7. The motion passed by Ealing Council which "commits to fully explore every possible option" and "to take all necessary actions within its powers, utilising all necessary resources, to prevent anti-abortion protesters from intimidating and harassing women outside the Marie Stopes Clinic on Mattock Lane".
Council assembly resolves:
8. That while the right to protest is an important right in a free society, the right to advice and a legal safe abortion without intimidation and harassment for women should not be compromised by these protests.
9. To engage with other interested parties including BPAS, Blackfriars Medical Centre, Southwark Police, Neil Coyle MP, Cathedrals ward councillors, Southwark CCG (Clinical Commissioning Group) and local residents to consider whether similar action should be pursued outside the Blackfriars Medical Centre/BPAS clinic in Colombo Street and if necessary any other clinics in Southwark.
10. To investigate whether Southwark Council should work with Ealing Council, and other interested local councils such as Lambeth Council in regards to identifying the appropriate legislation to use to install a "buffer zone" outside our clinics and defend any potential legal challenge, recognising that Southwark residents may travel outside the borough to access abortions.
11. To support the campaign for new legislation to be introduced by the Government to legalise "buffer zones" outside abortion clinics.
Ruth Rawlins, spokeswoman for campaign group Abort67, told us: "Buffer zones are not about protecting individuals, i.e. women, but about protecting businesses.

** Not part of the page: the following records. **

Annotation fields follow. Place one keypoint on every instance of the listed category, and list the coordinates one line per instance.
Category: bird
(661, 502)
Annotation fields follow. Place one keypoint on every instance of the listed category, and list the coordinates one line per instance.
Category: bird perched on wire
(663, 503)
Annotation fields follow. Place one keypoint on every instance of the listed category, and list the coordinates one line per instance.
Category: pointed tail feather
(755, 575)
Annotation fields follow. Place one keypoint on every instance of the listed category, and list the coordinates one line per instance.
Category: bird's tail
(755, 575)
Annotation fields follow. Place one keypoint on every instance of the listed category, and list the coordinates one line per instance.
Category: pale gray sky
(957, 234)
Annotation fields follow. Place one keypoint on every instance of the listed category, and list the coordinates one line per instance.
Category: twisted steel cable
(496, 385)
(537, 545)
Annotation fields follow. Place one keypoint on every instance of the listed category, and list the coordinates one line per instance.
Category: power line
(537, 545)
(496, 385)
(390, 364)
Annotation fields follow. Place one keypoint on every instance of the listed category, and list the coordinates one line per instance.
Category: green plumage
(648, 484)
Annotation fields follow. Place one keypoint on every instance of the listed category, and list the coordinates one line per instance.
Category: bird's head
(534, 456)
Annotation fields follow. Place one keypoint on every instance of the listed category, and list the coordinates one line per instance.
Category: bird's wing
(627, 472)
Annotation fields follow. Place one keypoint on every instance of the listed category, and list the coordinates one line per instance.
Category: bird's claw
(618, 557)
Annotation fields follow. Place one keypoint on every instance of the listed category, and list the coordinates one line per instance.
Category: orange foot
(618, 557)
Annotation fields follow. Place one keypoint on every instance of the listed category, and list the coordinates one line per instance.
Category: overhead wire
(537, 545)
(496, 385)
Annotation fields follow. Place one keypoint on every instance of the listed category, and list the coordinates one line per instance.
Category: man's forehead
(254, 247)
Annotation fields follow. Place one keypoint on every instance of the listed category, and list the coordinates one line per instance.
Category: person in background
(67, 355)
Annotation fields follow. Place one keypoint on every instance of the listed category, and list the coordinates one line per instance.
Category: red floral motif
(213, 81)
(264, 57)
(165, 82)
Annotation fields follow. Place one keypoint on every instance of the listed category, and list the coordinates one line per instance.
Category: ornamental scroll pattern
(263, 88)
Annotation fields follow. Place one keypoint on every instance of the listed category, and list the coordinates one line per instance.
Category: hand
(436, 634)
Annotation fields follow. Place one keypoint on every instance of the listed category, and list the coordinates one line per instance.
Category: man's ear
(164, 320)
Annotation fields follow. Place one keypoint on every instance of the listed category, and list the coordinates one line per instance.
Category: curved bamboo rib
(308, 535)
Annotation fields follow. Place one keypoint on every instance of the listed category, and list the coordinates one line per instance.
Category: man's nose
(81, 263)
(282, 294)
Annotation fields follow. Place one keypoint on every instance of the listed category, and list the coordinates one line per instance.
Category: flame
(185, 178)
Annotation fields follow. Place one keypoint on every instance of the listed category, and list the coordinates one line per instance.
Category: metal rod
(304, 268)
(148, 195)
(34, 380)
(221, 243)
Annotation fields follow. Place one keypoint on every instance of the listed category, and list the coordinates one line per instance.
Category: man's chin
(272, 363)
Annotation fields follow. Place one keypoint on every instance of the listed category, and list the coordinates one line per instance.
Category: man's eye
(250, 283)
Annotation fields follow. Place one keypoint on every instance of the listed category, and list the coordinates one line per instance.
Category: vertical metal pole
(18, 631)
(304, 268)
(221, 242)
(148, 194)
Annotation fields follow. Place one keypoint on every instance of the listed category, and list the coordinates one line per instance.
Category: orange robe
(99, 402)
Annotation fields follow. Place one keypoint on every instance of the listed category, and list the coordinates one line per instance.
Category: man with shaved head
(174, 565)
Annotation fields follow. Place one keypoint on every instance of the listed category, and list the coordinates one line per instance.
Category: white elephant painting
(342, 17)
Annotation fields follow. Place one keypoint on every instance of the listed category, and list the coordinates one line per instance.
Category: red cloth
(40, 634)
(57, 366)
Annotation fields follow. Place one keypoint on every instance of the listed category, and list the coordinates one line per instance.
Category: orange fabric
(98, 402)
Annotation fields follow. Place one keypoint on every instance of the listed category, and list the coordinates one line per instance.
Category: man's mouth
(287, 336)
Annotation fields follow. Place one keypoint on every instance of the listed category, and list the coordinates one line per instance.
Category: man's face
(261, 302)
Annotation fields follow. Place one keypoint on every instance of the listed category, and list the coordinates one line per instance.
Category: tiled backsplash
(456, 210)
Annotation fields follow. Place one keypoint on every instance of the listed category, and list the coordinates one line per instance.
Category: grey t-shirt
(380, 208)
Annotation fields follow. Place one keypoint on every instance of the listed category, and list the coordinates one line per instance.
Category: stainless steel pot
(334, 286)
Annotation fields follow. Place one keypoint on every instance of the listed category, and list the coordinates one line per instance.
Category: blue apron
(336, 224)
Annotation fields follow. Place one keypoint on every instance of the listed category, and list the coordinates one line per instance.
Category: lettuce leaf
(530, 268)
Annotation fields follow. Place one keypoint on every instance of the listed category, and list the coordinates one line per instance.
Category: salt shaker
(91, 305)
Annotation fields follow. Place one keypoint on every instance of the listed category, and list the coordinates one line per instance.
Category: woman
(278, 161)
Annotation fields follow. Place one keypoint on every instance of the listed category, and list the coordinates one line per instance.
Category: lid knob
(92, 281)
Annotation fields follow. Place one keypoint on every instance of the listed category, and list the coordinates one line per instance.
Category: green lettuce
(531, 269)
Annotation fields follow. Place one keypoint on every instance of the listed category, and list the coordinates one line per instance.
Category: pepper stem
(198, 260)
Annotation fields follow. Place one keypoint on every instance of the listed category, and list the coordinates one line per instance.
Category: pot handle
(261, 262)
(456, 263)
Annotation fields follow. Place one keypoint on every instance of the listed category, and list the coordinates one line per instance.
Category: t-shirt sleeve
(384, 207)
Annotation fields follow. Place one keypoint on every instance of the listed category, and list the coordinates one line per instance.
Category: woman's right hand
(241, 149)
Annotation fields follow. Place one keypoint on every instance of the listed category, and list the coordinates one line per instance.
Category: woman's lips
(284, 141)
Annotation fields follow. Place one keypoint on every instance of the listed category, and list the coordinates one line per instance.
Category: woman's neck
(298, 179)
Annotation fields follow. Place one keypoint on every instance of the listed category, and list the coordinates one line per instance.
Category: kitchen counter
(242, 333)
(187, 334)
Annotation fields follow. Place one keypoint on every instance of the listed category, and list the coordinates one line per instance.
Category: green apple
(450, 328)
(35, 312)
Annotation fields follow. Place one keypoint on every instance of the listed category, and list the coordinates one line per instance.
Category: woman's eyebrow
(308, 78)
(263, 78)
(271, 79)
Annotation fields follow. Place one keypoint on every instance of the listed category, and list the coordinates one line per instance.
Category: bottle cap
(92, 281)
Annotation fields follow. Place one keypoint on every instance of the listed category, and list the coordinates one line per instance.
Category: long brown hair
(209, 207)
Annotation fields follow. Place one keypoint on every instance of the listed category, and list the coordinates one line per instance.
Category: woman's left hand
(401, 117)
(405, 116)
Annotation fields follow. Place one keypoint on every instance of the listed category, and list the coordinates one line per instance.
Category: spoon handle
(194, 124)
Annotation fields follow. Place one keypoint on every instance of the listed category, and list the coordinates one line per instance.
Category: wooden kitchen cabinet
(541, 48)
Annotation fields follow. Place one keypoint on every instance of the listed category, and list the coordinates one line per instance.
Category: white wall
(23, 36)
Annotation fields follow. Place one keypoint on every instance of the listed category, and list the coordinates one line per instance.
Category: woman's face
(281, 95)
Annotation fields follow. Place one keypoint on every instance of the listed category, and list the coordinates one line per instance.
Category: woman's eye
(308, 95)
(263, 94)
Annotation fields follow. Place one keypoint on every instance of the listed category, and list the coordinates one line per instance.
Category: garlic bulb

"The current laws already protect women and all people against harassment. Our public education displays use banners and leaflets with information on abortion that the public has a right to know.
"The police are watching us, as are the clinic's security cameras, and there has never been any evidence of harassment or preventing access to clinics because it simply doesn't happen.
"Councillors and MPs are being manipulated by the abortion lobby, they are then misleading their colleagues and the general public when they re-broadcast lies without checking facts. This is a tyrannical abuse of power in a democratic society by our leaders. The facts matter.
"As far as we are aware, we are the only pro-life group who has a presence outside Blackfriars Medical Practice, yet these allegations are general and vague and they do not accuse us by name – a sure sign of lack of evidence.
"This is why we film all of our displays to defend ourselves against false allegations such as these. The burden of proof is on the accuser, and so far there is nothing but hearsay and opinions."
The manager of the BPAS Southwark treatment unit said: "I am delighted that the Southwark Council has voted to explore solutions to this important issue.
"The women who attend our clinics do so for a huge variety of reasons, and each individual woman deserves to have the right to access reproductive healthcare without being confronted by the views of others.
"Some women are accessing our services in the midst of unimaginably difficult circumstances, and for some vulnerable women anonymity is really important.
"We aim to offer a completely non-judgmental and supportive environment for all of our clients, to enable them to access safe terminations of pregnancy as well as other sexual health services.
"Protesters make this more difficult and the presence of protesters can be unnerving for both clients and staff. It can be intimidating and upsetting for people (women, their families/friends) who are often already working through a difficult period in their life."